Tetapi, pada tanggal 31 Oktober 1517, ketika Martin melawan ketetapan dan otoritas Gereja, yang ia butuhkan. Dia hanya membawa palu dan paku dengan isi 95 dokumen tesis untuk melawan praktik keagamaan kontemporer, termasuk bagaimana melawan praktik pengampunan dosa. Lutter hanya ingin memajangkanya di pintu Gereja.

Namun apa yang telah terjadi menurut pandangan Protestan adalah justru memicu konflik dan pemberontakan kaum-kaum Paus terhadap jalan menuju surga.

Memalsukan agama

Setelah pengetahuan dan pemahaman Anda ragu tentang agama dan tuhan. Anda akan menyatakan bahwa sains yang akan menggantikan manusia dari surga menuju  robot. Sains memberitahu bahwa kita tak bisa hidup tanpa oksigen. Agama demikian pun menyimpulkan bahwa manusia akan mati, jika kehabisan nafas.

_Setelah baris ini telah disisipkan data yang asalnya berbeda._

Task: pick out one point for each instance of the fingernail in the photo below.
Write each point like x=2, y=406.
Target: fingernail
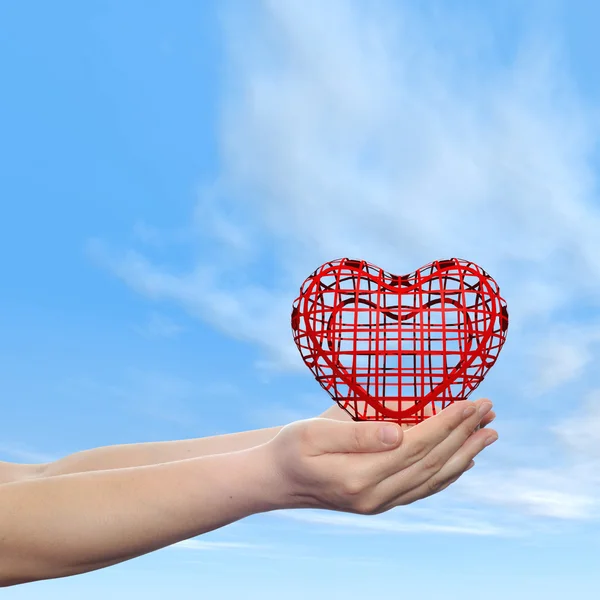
x=485, y=408
x=388, y=434
x=469, y=411
x=491, y=440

Namun apakah sains bisa mengeksekusi penjahat tanpa pembekapan nafas?

Jelas tidak. Sains tidak bisa menjawab tentang pertanyaan-pertanyaan itu. Hanya agama yang bisa memahami pedoman dari apa yang dikehendak. Karena itu, setiap proyek keagamaan bergantung sepenuhnya pada masalah pengetahuan. Ambil contoh, pembangunan Mall baru di ibu kota Mataram NTB tergantung sepenuhnya pada ahli konstruksi sipil dan pembangunan. 

Ketika pengusaha Mataram memutuskan pembangunan itu pada tahun 2015, para ahli fisika menghitung berapa beban tekanan atau tahanan yang dibutuhkan selama proses pembangunan. Para ahli ekonom memperkirakan berapa jumlah uang yang dihabiskan. Sedangkan para insinyur listrik memprediksi berapa banyak listrik yang dihabiskan.

Namun ada yang lebih koheren dari itu, yakni pemerintah harus menambahkan wilayah. Sekitar 600 penduduk asli kota Mataram akan hilang pekerjaan. Penyebab utamanya adalah bukan karena mereka tak mampu mencari pekerjaan. Tetapi karena di hambat oleh faktor agama dan budaya singretis.

Pembangunan Mall baru itu membanjiri lebih dari 1000 masjid. Tampaknya lebih dari 60.000 penduduk akan terancam hilang pekerjaan, karena pengaruh pasar dan agama tak mampu mencari kesimpulan.

Apapun perspektif Anda tentang pembangunan Mall baru kota Mataram, jelas bukan urusan ekonomi dan keagamaan. Tetapi lebih dari tujuan kemanusiaan. Tak ada model ekonom, tak ada eksperimen fisika, dan tak ada rumus matematika yang dapat menyelamatkan manusia dari sejarah, agama dan pembangunan. Selain budaya Pseudo-skeptis: mengatakan bahwa agama dirinya paling benar, sementara di luar semuanya adalah salah. 

Pemahaman seperti ini, mungkin masuk akal, tetapi Anda salah memahami agama.

Semua agama konsekuensi-Nya mengajarkan manusia tentang kebenaran. Tak ada agama yang mengajarkan manusia kesalahan. Kalaupun agama mendidik Anda berbuat salah. Jelas itu adalah bagian dari pada kultur budaya dan praktik keagamaan. Secara sosiologis, agama menciptakan budaya, tetapi bukan budaya yang menghasilkan agama. Anda keliru, jika memahami agama demikian.

Tetapi Anda benar, jika memasukan agama dalam sains. Soalnya agama lebih dulu muncul, sebelum sains ada. Lebih dulu pencipta ada daripada pengguna. Agama jelas hadir sebagai input. Sedangkan sains sebagai output. Keduanya ibarat male and female. Jika diantara salah satunya terpisah, kemungkinan tak akan bisa bersatu.